3. The method for early warning of borehole wall collapse risk in impact drilling pile foundations according to claim 2, characterized in that, The empirical mode decomposition refers to first adaptively decomposing the multi-frequency ultrasonic echo signals and mechanical vibration signals of each sensor channel, and then stitching together the intrinsic mode function component matrices of all channels before inputting them into independent component analysis. The frequency range of the borehole wall collapse characteristic components is 100–800 Hz. .

4. The method for early warning of borehole wall collapse risk in impact drilling pile foundations according to claim 3, characterized in that, In the calculation of the time evolution curve of the wall differential pressure, the time step of the fourth-order Runge-Kutta method is 0.5 to 2 seconds.
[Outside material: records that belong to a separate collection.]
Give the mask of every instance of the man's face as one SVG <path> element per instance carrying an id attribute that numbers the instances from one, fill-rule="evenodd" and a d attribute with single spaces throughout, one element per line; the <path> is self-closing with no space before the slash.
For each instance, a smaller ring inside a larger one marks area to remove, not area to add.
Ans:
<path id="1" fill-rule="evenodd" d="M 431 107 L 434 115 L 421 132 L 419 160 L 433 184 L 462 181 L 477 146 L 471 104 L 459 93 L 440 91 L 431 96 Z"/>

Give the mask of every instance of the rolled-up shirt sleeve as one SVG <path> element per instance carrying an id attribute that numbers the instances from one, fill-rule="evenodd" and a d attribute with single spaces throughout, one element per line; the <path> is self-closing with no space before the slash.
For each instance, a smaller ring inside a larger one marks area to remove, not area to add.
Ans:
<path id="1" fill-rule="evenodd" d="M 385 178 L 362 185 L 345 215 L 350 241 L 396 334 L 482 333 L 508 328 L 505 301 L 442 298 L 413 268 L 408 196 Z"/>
The noise of the mud level sensor is estimated using Kalman filtering before being input into the calculation.

5. The method for early warning of borehole wall collapse risk in impact drilling pile foundations according to claim 4, characterized in that, The window duration of the exponentially moving weighted sliding window is 30–120 seconds. The prediction time domain for trend extrapolation is 10–60. The critical value of Rankine active earth pressure was determined by numerical simulation using an elastic-visco-plastic constitutive model based on in-situ test data of the strata.
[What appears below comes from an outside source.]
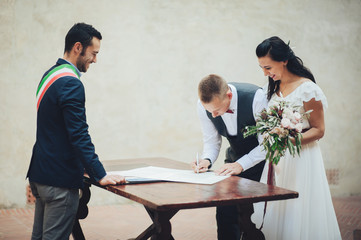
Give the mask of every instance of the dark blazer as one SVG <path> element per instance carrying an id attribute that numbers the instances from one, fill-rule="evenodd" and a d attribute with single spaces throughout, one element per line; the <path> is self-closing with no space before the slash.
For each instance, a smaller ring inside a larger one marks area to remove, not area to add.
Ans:
<path id="1" fill-rule="evenodd" d="M 62 64 L 68 62 L 58 59 L 44 76 Z M 49 87 L 39 105 L 27 177 L 44 185 L 82 188 L 84 168 L 96 181 L 106 175 L 88 133 L 84 86 L 79 79 L 65 76 Z"/>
6. The method for early warning of borehole wall collapse risk in impact drilling pile foundations according to claim 5, characterized in that, The secondary early warning threshold is determined by taking 3 to 5 times the upper limit of the normal fluctuation range of the second derivative of the differential pressure of the wall in the normal drilling section.

7. The method for early warning of borehole wall collapse risk in impact drilling pile foundations according to claim 6, characterized in that, The minimum description length variable point detection algorithm employs a pruning dynamic programming algorithm to prune the cost function increment, reducing the computational complexity to... Level; the divergence determination threshold is taken as the 97.5th percentile of the Körbek-Leibler divergence distribution in the normal drilling section; the hazard level score is obtained by mapping the ratio of Körbek-Leibler divergence to the divergence determination threshold.

8. The method for early warning of borehole wall collapse risk in impact drilling pile foundations according to claim 7, characterized in that, The physical embedded spatiotemporal graph attention model uses each depth node sensor as the vertex of the graph, and the spatial distance and fluid connectivity between nodes as edge weights. The graph convolutional layer uses Chebyshev graph convolution kernels, and the gated temporal convolutional layer uses alternating stacks of one-dimensional causal convolution and gated linear units. The graph convolutional layer and the gated temporal convolutional layer are stacked alternately in 4 to 8 blocks.

9. The method for early warning of borehole wall collapse risk in impact drilling pile foundations according to claim 8, characterized in that, The physical constraint regularization module of the physical embedded spatiotemporal graph attention model adds the residual terms of the Terzaghi earth pressure balance equation and the Darcy seepage equation to the loss function. The weight of the collapse risk probability task of the multi-task output head is 0.6, and the weight of the estimated collapse depth and location task is 0.

4.

10. A method for early warning of borehole wall collapse risk in impact drilling pile foundations according to claim 9, characterized in that, The attention mechanism layer of the physical embedded spatiotemporal graph attention model reduces the weights of nodes with a signal-to-noise ratio (SNR) lower than a preset SNR threshold and replaces them with interpolation features from adjacent nodes. The elastic weight solidification module calculates the diagonal elements of the Fisher information matrix of each weight parameter and applies a secondary penalty term to important weights.